Advanced Platform Technology Center (APT Center), Louis Stokes Cleveland VA Medical Center, Cleveland, OH 44106, USA.
Lab Chip. 2011 Sep 7;11(17):2901-9. doi: 10.1039/c1lc20020h. Epub 2011 Jul 14.
Artificial lungs have recently been utilized to rehabilitate patients suffering from lung diseases. However, significant advances in gas exchange, biocompatibility, and portability are required to realize their full clinical potential. Here, we have focused on the issues of gas exchange and portability and report a small-scale, microfabricated artificial lung that uses new mathematical modeling and a bio-inspired design to achieve oxygen exchange efficiencies much larger than current devices, thereby enabling air to be utilized as the ventilating gas.

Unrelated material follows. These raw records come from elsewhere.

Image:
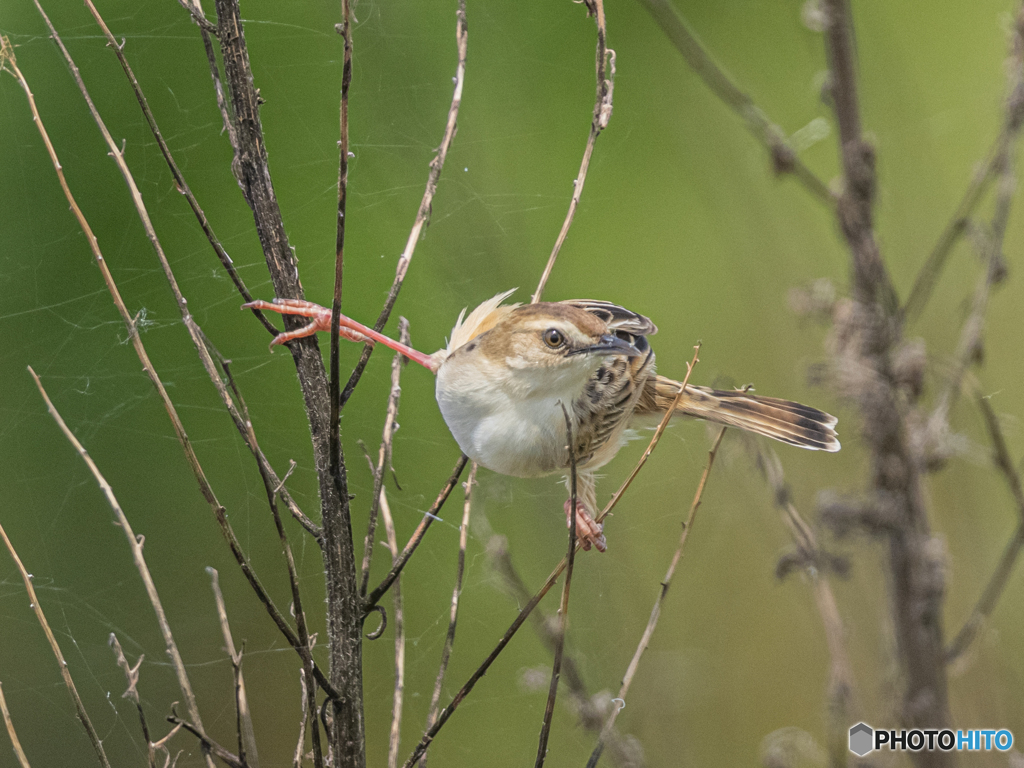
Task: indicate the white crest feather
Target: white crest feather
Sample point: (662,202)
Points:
(468,327)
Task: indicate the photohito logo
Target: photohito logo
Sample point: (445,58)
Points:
(864,739)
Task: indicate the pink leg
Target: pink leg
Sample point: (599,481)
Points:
(588,530)
(321,321)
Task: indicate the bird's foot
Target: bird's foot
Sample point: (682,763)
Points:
(588,529)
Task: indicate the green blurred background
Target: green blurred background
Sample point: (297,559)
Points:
(681,219)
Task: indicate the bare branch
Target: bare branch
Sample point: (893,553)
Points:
(446,713)
(435,697)
(563,610)
(135,544)
(915,578)
(23,759)
(605,60)
(423,214)
(131,674)
(428,517)
(244,719)
(655,611)
(384,455)
(784,159)
(997,582)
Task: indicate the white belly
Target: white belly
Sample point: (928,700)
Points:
(501,427)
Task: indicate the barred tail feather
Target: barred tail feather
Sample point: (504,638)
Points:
(781,420)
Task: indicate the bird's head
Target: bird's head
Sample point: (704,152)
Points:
(550,346)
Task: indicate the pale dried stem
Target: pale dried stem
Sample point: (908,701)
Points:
(605,60)
(783,157)
(414,541)
(179,178)
(244,719)
(435,697)
(655,611)
(135,544)
(23,759)
(140,351)
(306,712)
(131,674)
(384,454)
(563,608)
(446,713)
(423,214)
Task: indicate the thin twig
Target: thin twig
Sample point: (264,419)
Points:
(932,268)
(563,609)
(997,582)
(784,158)
(61,664)
(336,456)
(179,178)
(435,697)
(140,351)
(344,620)
(971,343)
(306,713)
(135,544)
(446,713)
(605,61)
(428,517)
(590,710)
(131,674)
(423,214)
(914,578)
(662,426)
(23,760)
(384,455)
(209,745)
(815,564)
(399,639)
(197,15)
(244,718)
(655,611)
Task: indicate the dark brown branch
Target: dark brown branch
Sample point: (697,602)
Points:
(997,582)
(815,563)
(914,577)
(435,697)
(563,609)
(446,713)
(201,347)
(399,639)
(784,159)
(344,616)
(23,760)
(179,178)
(605,60)
(428,517)
(384,455)
(932,268)
(208,743)
(655,611)
(83,716)
(423,214)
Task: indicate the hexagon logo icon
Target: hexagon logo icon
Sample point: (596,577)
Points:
(861,739)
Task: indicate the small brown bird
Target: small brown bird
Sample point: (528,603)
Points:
(508,370)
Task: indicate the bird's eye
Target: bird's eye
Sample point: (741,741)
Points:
(553,338)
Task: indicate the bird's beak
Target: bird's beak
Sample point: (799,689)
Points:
(609,344)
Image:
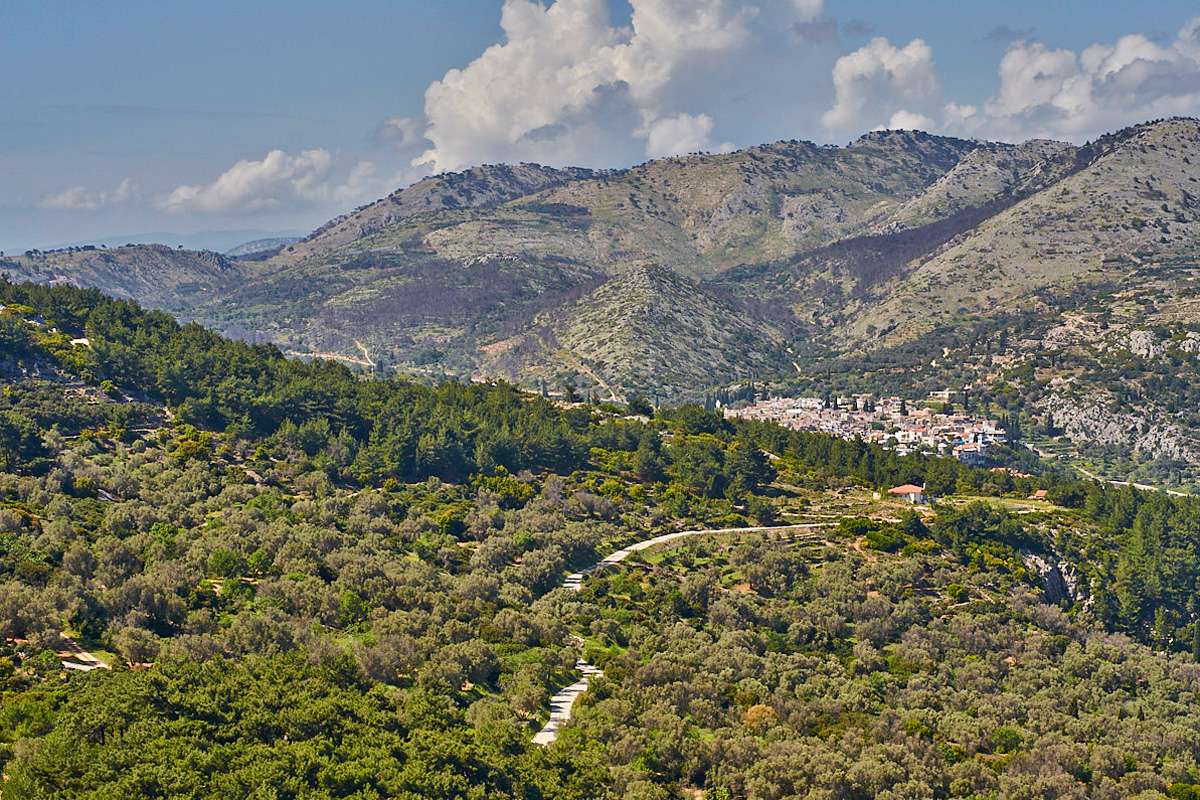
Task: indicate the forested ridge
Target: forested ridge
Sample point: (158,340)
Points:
(313,584)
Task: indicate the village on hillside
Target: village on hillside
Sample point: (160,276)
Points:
(887,421)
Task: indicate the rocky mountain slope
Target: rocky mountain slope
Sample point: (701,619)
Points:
(694,271)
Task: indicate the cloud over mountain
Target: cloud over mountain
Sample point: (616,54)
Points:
(276,180)
(79,198)
(567,85)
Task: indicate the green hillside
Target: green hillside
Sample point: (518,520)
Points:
(297,582)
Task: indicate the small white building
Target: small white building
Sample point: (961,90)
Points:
(910,492)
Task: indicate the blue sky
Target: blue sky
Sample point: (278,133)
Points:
(133,116)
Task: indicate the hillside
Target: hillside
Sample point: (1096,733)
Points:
(685,274)
(154,275)
(229,573)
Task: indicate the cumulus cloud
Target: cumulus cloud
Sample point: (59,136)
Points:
(567,85)
(905,120)
(1060,92)
(403,132)
(78,198)
(279,180)
(882,82)
(1043,91)
(1006,35)
(672,136)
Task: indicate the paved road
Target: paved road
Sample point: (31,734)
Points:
(1087,473)
(76,657)
(563,701)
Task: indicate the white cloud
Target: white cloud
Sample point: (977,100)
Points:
(882,82)
(78,198)
(905,120)
(672,136)
(280,180)
(1059,92)
(403,132)
(565,85)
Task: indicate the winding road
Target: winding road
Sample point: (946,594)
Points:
(563,701)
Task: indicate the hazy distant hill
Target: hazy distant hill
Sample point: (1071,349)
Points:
(262,246)
(689,272)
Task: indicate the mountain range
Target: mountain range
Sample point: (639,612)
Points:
(691,272)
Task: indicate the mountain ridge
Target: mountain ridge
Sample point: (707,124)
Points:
(522,270)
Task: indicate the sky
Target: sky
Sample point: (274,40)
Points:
(210,121)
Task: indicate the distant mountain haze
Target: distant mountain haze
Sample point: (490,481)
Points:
(694,271)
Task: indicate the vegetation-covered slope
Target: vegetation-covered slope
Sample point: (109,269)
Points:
(778,260)
(309,584)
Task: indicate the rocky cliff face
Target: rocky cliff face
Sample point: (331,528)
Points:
(893,241)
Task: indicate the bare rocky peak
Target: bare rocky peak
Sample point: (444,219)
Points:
(472,188)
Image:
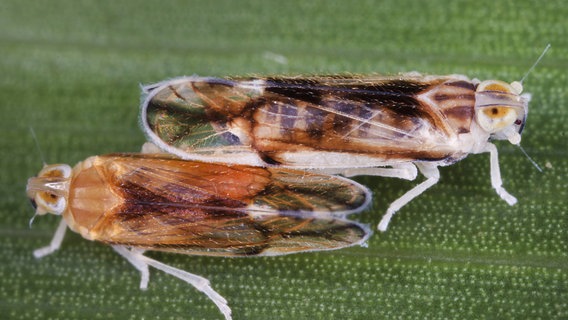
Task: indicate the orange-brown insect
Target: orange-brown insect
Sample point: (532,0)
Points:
(351,125)
(139,202)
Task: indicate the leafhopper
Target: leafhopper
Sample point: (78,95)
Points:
(349,125)
(141,202)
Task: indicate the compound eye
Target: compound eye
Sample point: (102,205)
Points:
(496,118)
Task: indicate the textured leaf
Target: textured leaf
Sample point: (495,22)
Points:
(71,70)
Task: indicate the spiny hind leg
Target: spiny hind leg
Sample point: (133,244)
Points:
(141,262)
(405,171)
(432,175)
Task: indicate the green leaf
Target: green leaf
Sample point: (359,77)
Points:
(72,69)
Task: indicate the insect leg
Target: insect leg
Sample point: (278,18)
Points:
(496,181)
(55,242)
(432,175)
(405,171)
(141,262)
(132,257)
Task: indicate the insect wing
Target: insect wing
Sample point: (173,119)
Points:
(387,118)
(213,209)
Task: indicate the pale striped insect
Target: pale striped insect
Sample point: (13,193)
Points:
(140,202)
(350,125)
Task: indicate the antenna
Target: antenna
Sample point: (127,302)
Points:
(536,62)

This advancement eliminates the need for pure oxygen required by conventional artificial lung systems and is achieved through a device with feature sizes and structure similar to that in the natural lung. This advancement represents a significant step towards creating the first truly portable and implantable artificial lung systems for the ambulatory care of patients suffering from lung diseases.
人工肺最近被用于康复患有肺部疾病的患者。然而,要充分发挥它们的临床潜力,还需要在气体交换、生物相容性和便携性方面取得重大进展。在这里,我们专注于气体交换和便携性问题,报告了一种小规模的、微制造的人工肺,该人工肺使用新的数学模型和仿生设计来实现比现有设备大得多的氧气交换效率,从而可以使用空气作为通风气体。这一进步消除了传统人工肺系统所需的纯氧需求,并且是通过具有类似于天然肺的尺寸和结构的设备来实现的。这一进步标志着朝着为患有肺部疾病的患者的门诊护理创建第一个真正便携和可植入的人工肺系统迈出了重要一步。